Dienstag, 25. März 2008

Netzbetreiber vs. Justiz

Handy klingeltIn Gefängnissen gelten andere Regeln. Aus verschiedenen Gründen möchte die Justiz nicht, dass jeder dort unkontrolliert mit der Außenwelt kommunizieren kann. Das ist ja unter anderem auch einer der Gründe, warum irgendjemand inhaftiert wird. Darum sieht die Justiz Handys auch als Problem an. Über Handys wird offenbar eine Menge Kriminalität innerhalb und aus den Gefängnissen heraus organisiert. Dem versucht die Justiz vehement einen Riegel vorzuschieben.

In Berlin hat sich die Justiz überlegt, ob es nicht sinnig wäre, den Betrieb der Handys durch technische Maßnahmen zu unterbinden. Immerhin gibt es da einige tolle Möglichkeiten. Darum werden in Berliner Gefängnissen zur Zeit zwei verschiedene Methoden getestet, mit denen die Benutzung von Handys im Knast verhindert werden soll. Offenbar recht erfolgreich. So erfolgreich, dass sich die Betreiber der Mobilfunknetze ziemlich angepisst fühlen. Die drohen der Justiz jetzt nämlich mit Klagen.

Es sei nicht hinnehmbar, dass die Justiz zu solchen Maßnahmen greife. In einem Schreiben an alle Justizministerien warnen die Netzbetreiber vor einem "rechtswidrigen, weil unverhältnismäßigen Eingriff" in den Netzbetrieb. Gleichzeitig kündigen sie Schadenersatzansprüche an. Die Netzbetreiber halten die Einrichtung von Störsendern für ungeeignet und rechtswidrig:
"Schon die Erforderlichkeit des Vorhabens ist nicht in ausreichendem Maße dargelegt."
Statt Störsender in Betrieb zu nehmen, müsste die Justiz prüfen, ob es nicht andere Möglichkeiten gäbe, die "das mildere Mittel" wären. Sollten sich die Störsender nicht ausschließlich auf das Geländer der JVA beschränken, erwägen die Netzbetreiber möglicherweise Schadenersatzansprüche gegen die Justiz:
"Kommt es zu Störungen des Mobilfunkverkehrs außerhalb der Justizvollzugsanstalten, so kann dies einen Schaden für die Netzbetreiber darstellen."
Die Netzbetreiber sind vom Gesetzgeber dazu verpflichtet, flächendeckend Notrufmöglichkeiten zu gewährleisten.
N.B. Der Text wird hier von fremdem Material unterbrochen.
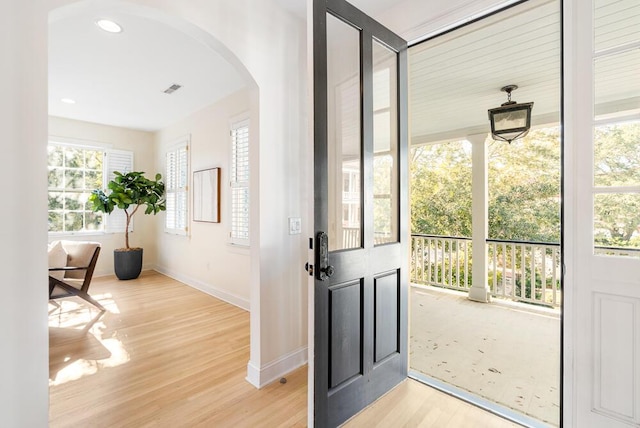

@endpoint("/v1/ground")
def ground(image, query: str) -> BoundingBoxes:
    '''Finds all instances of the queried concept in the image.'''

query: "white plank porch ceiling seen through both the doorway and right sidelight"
[409,0,640,144]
Wenn das in unmittelbarer Nähe von Haftanstalten durch die Störsender nicht möglich ist, dann müssten die Betreiber der Störsender den Schaden ersetzen.

Sieht so aus, als wären Haftanstalten ein ziemlich lukratives Geschäft für Mobilfunkbetreiber. Ansonsten würden sich die Netzbetreiber bestimmt nicht derart auf die Hinterbeine stellen und so laut kläffen. Selbst in Berlin, wo einige Haftanstalten unmittelbar in Wohngebieten stehen, dürften die Auswirkungen von Störsendern außerhalb der Haftanstalten kaum so groß sein, dass dadurch hunderte Benutzer plötzlich nicht mehr telefonieren könnten.

Ich bin sehr gespannt darauf, wie das ausgeht, denn immerhin stellt das Ganze einen Präzedenzfall dar: Wenn in Gefängnissen erfolgreich Störsender das Telefonieren unterbinden, dann kann man das bestimmt auch in anderen "Problembereichen unter staatlicher Hoheit" umsetzen, zum Beispiel in Schulen. Und das wäre für den Umsatz der Mobilfunkbetreiber bestimmt ein herber Rückschlag.

Auf der anderen Seite könnte das aber für die Gesellschaft vielleicht von Vorteil sein, wer weiß das schon?